D’une part, il ressort des pièces du dossier que le terrain d’assiette du projet en litige, d’une superficie de 2 785 mètres carrés, se situe dans un secteur de la commune de Montagny-lès-Buxy, classé en zone urbanisée « Ua » portant sur les « secteurs urbains anciens et centraux, à dominante d’habitat, et présentant une diversité fonctionnelle (commerces, services, équipements) » du PLUi. Les plans et photographies versés aux débats, de même que les vues disponibles sur les sites internet « google maps » et « géoportail », accessibles tant aux juges qu’aux parties, font apparaître que ce secteur est composé d’habitations de type pavillonnaire, la plupart en R+1, avec des matériaux traditionnels, implantées au sein de vastes espaces verts qui composent cette commune classée parmi les communes de la côte viticole du PLUi. Ce secteur ne présente pas de caractère ou d’intérêt particulier, ni ne fait l’objet d’une protection spécifique. D’autre part, il ressort des pièces du dossier que le volume du bâtiment litigieux, dont la hauteur au faîtage est de six mètres et qui s’ajoute à celui de la maison d’habitation existante implantée sur le terrain d’assiette, n’apparaît pas en rupture totale avec le bâti existant, et notamment la construction voisine des requérants et les autres habitations de type pavillonnaire du secteur. Dans ces conditions, la construction autorisée en R+1 n’est pas de nature à porter à ce secteur urbain une atteinte telle que le maire de Montagny-lès-Buxy aurait commis une erreur manifeste d’appréciation dans l’application des dispositions de l’article R. 111-27 du code de l’urbanisme. Par suite, le moyen tiré de la méconnaissance des dispositions de l’article R. 111-27 doit être écarté.
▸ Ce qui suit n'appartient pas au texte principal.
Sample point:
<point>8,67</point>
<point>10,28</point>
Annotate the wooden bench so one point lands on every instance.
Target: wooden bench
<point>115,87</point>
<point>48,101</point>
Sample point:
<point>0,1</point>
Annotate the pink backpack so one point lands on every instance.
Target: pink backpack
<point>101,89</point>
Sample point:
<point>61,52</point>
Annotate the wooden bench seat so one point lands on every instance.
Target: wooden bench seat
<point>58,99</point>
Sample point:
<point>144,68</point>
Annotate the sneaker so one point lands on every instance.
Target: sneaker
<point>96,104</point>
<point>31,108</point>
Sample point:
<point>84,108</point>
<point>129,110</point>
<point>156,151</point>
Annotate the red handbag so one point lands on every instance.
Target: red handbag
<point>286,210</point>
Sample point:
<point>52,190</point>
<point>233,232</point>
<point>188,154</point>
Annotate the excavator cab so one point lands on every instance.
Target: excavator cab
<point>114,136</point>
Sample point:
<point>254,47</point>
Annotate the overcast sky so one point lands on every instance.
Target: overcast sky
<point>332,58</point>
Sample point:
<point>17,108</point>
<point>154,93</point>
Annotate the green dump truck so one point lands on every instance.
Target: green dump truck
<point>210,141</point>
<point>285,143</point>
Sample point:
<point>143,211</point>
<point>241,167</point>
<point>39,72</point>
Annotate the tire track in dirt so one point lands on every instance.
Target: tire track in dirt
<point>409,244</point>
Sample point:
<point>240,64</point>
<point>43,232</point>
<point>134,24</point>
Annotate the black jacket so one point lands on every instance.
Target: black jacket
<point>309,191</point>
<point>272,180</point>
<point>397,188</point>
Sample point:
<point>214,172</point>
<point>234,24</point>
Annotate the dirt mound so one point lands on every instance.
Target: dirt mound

Il résulte de tout de ce qui précède, sans qu’il soit besoin d’examiner la fin de non-recevoir opposée en défense par la commune de Montagny-lès-Buxy et M. A..., que M. D... n’est pas fondé à demander l’annulation de l’arrêté du maire de Montagny-lès-Buxy du 30 novembre 2023.
Sur les frais liés au litige :
Les dispositions de l’article L. 761-1 du code de justice administrative font obstacle à ce que la commune de Montagny-lès-Buxy, qui n’est pas la partie perdante dans la présente instance, verse quelque somme que ce soit à M. D..., au titre des frais exposés et non compris dans les dépens.
Dans les circonstances de l’espèce, il n’y a pas lieu de faire droit aux conclusions présentées sur le même fondement par la commune de Montagny-lès-Buxy et M. A....
D É C I D E :
Article 1er : La requête de M. D... est rejetée.
Article 2 : Les conclusions de la commune de Montagny-lès-Buxy et M. A... au titre des dispositions de l’article L. 761-1 du code de justice administrative sont rejetées.
Article 3 : Le présent jugement sera notifié à M. B... D..., à la commune de Montagny-lès-Buxy et à M. C... A....
Délibéré après l’audience du 16 octobre 2025, à laquelle siégeaient :
M. Olivier Rousset, président,
Mme Céline Frey, première conseillère,
Mme Valérie Zancanaro, première conseillère.
Rendu public par mise à disposition au greffe le 30 octobre 2025.
La rapporteure,
V. E...Le président,
O. Rousset
La greffière,
C. Chapiron
La République mande et ordonne au préfet de Saône-et-Loire, en ce qui le concerne, et à tous commissaires de justice à ce requis, en ce qui concerne les voies de droit commun contre les parties privées, de pourvoir à l’exécution de la présente décision.